Brat; crime drama, Russia, 1997; D; Aleksei Balabanov, S: Sergei Bodrov Jr., Viktor Sukhorukov, Svetlana Pismichenko, Mariya Zhukova, Yuri Kuznetsov

After being demilitarized, Danila (20) is lost and does not know what to do with his life. His mother sends him to Saint Petersburg to find work at his brother, Viktor. There, Danila befriends Hoffman, a homeless German man; Kat, a drug addict; and Sveta, whom he wants to protect from her violent husband. Viktor, who turns out to be a hitman working for the mafia, passes on an assignment to Danila who shoots a man at a market, but gets wounded. Danila gets another assignment, to shoot a man together with two mobsters, but they find another man in an apartment and are thus forced to wait for hours. When their target returns, the two thugs kill him, but Danilo kills them. He buys a gun and shoots the main mafia boss who took Viktor hostage. Sveta abandons him for her husband, so Danila leaves for Moscow.

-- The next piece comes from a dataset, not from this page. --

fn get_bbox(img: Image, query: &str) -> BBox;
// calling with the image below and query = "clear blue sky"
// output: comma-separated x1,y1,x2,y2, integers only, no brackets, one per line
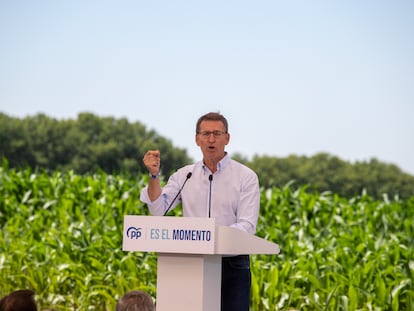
1,1,413,175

As it is often the case with the largest hits from foreign countries, many of them are relatively unknown or unpopular outside of their homeland. Such is the case with "Brother", that unexpectedly emerged as one of the highest grossing films in Russia, yet it had little appeal to international viewers who had little understanding for it outside that country. While it was interesting for the Russian audiences to watch a movie tackle the taboo topic of the St. Petersburg mafia, the sole movie is disappointingly conventional and ordinary, assembled like a random set of episodes and events that never align into some purposeful whole. It simply lacks highlights, getting stuck into typical social drama cliches of a young lad who becomes an accomplished criminal / assassin for the underground. All the episodes involving supporting characters (Kat, Sveta, Hoffman) lead nowhere, whereas the dialogues are boring. The viewers expected some twist to this crime story seen a hundred times, yet no twist ever showed up. The only memorable sequence is when Danila and two mobsters are sent to shoot a man, but find another person in the apartment. When Stepan, a radio director, knocks on the door by accident, he is also sent into the apartment and kept there, as the mobsters wait for their target to finally appear, but Danila remarkably promises that Stepan will not be harmed. When the "target" finally shows up in the apartment and is killed, the thugs want to kill Stepan, as well, but Danila intervenes and instead kills the two mobsters. He then has a drink with Stepan and simply let's him go, keeping his word, which is probably the biggest surprise in the entire film, yet also serves as an example of how pale all the rest of sequences are, in this solid, but forgettable patchwork.